Gegen diesen Bescheid erhob der Beschwerdeführer zunächst Beschwerde an den Verfassungsgerichtshof. Dieser lehnte mit Beschluss vom 4. Oktober 1999, B 2303/97-5, die Behandlung der an ihn gerichteten Beschwerde ab und trat sie gemäß Art. 144 Abs. 3 B-VG dem Verwaltungsgerichtshof zur Entscheidung ab. Im Verfahren vor dem Verwaltungsgerichtshof beantragt der Beschwerdeführer die kostenpflichtige Aufhebung des angefochtenen Bescheides wegen Rechtswidrigkeit seines Inhaltes.

Die belangte Behörde hat die Akten des Verwaltungsverfahrens vorgelegt und beantragt in ihrer Gegenschrift die kostenpflichtige Abweisung der Beschwerde.
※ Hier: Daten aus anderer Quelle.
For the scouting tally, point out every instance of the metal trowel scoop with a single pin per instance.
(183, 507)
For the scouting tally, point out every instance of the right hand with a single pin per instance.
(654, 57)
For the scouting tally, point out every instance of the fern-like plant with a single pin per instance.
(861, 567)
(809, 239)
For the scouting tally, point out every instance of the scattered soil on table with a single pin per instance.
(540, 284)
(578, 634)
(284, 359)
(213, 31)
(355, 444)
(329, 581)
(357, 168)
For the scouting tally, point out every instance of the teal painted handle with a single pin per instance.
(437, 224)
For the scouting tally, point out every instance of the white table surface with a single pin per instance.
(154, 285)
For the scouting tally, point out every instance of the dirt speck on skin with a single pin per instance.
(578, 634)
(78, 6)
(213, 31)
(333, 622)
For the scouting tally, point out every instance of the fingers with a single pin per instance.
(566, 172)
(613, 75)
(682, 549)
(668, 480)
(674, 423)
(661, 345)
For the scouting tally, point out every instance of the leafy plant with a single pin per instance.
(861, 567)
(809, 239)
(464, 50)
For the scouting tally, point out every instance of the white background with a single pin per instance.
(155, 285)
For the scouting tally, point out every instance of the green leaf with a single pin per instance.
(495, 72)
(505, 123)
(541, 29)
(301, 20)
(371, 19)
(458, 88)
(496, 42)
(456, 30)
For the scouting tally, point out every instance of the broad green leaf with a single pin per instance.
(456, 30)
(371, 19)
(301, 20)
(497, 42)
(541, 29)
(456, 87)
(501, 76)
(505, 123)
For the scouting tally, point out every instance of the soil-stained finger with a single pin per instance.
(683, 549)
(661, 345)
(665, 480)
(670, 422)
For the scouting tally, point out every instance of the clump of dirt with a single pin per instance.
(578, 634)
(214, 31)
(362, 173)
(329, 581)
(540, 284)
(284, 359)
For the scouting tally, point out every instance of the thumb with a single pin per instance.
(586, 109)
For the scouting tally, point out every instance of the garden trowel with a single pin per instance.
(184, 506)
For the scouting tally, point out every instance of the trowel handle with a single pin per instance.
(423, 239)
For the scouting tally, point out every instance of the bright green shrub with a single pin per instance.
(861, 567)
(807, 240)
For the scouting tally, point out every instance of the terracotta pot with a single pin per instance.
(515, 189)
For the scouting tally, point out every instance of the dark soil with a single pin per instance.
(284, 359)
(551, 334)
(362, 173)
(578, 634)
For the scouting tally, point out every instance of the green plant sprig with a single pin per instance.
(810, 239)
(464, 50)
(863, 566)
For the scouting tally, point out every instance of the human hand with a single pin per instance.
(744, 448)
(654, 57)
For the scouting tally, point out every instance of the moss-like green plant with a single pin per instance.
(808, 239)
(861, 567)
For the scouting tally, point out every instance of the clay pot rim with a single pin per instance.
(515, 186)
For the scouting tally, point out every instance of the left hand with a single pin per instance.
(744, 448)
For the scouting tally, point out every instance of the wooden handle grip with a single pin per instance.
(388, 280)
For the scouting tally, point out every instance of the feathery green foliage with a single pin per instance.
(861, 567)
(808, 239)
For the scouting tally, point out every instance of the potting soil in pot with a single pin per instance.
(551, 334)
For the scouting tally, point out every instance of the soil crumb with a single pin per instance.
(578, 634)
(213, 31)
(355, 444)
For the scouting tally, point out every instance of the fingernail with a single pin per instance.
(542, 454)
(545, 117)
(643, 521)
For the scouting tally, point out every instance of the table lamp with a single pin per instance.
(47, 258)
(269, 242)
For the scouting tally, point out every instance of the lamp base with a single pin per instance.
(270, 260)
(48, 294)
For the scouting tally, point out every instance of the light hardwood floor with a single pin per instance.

Der Verwaltungsgerichtshof hat erwogen:

Die für den Beschwerdefall maßgebenden Bestimmungen des § 64a Abs. 2 und Abs. 4 KFG 1967 lauten wie folgt:

"(2) Begeht der Besitzer der Lenkerberechtigung innerhalb der Probezeit einen schweren Verstoß (Abs. 3), oder verstößt er gegen Abs. 4, so ist von der Behörde unverzüglich eine Nachschulung anzuordnen. Die Rechtskraft der Bestrafung wegen eines schweren Verstoßes (Abs. 3) ist abzuwarten. Berufungen gegen die Anordnung der Nachschulung haben keine aufschiebende Wirkung. Mit der Anordnung der Nachschulung verlängert sich die Frist nach Abs. 1 um ein weiteres Jahr. Ist die Probezeit bereits abgelaufen, so beginnt sie mit der Anordnung der Nachschulung für ein Jahr wieder neu zu laufen. Die Probezeit endet jedenfalls nach der dritten Verlängerung. Der Besitzer der Lenkerberechtigung hat der Anordnung innerhalb von zwei Monaten nachzukommen. Er hat auch die Kosten der Nachschulung zu tragen.

(4) Während der Probezeit darf der Lenker ein Fahrzeug nur in Betrieb nehmen und lenken, wenn der Alkoholgehalt des Blutes nicht mehr als 0,1 g/l (0,1 Promille) oder der Alkoholgehalt der Atemluft 0,05 mg/l beträgt. Er darf während der Fahrt - einschließlich der Fahrtunterbrechungen - keinen Alkohol zu sich nehmen. Verstöße gegen diese Bestimmungen sind nur mit der Anordnung einer Nachschulung (Abs. 2) zu ahnden, sofern nicht auch ein Verstoß gegen die StVO 1960 vorliegt."

Gemäß § 73 Abs. 2a KFG 1967 (in der im Beschwerdefall anzuwendenden Fassung vor der 19. KFG-Novelle BGBl. I Nr. 103/1997) hat die Behörde begleitende Maßnahmen anzuordnen, wenn die Entziehung in der Probezeit (§ 64a Abs. 1) erfolgt.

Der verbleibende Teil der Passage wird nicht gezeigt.